It is nothing unusual for the 37-year-old Hernandez, who will be pitching in his 17th season for his eighth different team.
"I played in Arizona with a young team. Washington, too, is a young team," he said. "It's fun and I enjoy every moment of it. When I got here, I didn't know anybody. Now I'm more used to it."
Zach Duke and Kyle Weiland, among the other candidates for Houston's starting rotation, are also getting used to new surroundings. For Weiland, who came from the Boston Red Sox along with shortstop Jed Lowrie in a December trade, it's the first time.
"I think a lot of players think they're going to be with the team that drafted them their whole career," said the 25-year-old right-hander. "You don't think anything about being with another team until it happens. So it's a surprise, but when I found out, it was exciting because there's every opportunity here."
With the transfer of Brett Myers to the closer role, the Astros have two starting spots available behind Wandy Rodriguez, Bud Norris and J.A. Happ.
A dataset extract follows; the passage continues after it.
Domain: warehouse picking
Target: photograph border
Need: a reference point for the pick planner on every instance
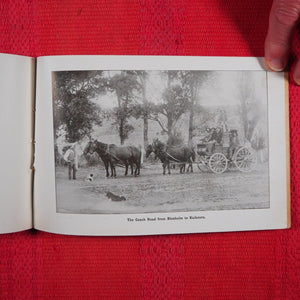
(46, 217)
Experience gives Hernandez the inside track on the fourth spot.
"Somebody has to overtake him," said manager Brad Mills.
That leaves Weiland and Duke, a 28-year-old left-hander who was a National League All-Star as recently as 2009, competing with Jordan Lyles, Henry Sosa and Lucas Harrell for the final spot. Lyles, a 21-year-old former supplemental first-round pick, started 15 games for the Astros last year. Sosa started 10 and Harrell started two after being claimed on waivers from the Chicago Cubs.
Mills said the competition is likely to go on all spring.
"They're promoting a lot of competition and that's good," said Weiland. "It's what a young team like us needs. There's a lot of opportunity for young guys like myself to try to win a spot."
Duke, a non-roster player like Hernandez, didn't sign with the Astros until Jan. 27.
"I wanted to be a starter again and they told me I would have the opportunity to prove myself in spring training," said Duke, who pitched mostly in relief in his only season with the Arizona Diamondbacks.
"It was my first time doing it, and I prefer starting," he said. "I'm more used to it, more comfortable with it. Knowing when you're going to pitch and getting prepared for that is what I'm accustomed to. If I end up in the bullpen again, that's fine, but I would prefer to start."
In his first six seasons, Duke started 160 games for the Pittsburgh Pirates, two of them on opening day. The Pirates traded him to Arizona, but a line drive in spring training fractured his left hand and he started only nine games last year.
Hernandez, who will start the exhibition opener Saturday against the Washington Nationals, has started 474 games and has pitched 3,121 2/3 innings, the most of any active pitcher.
"I still love the game. I still want to pitch," he said. "I'm 37 years old. I know I can still pitch and I don't want to retire. I feel good."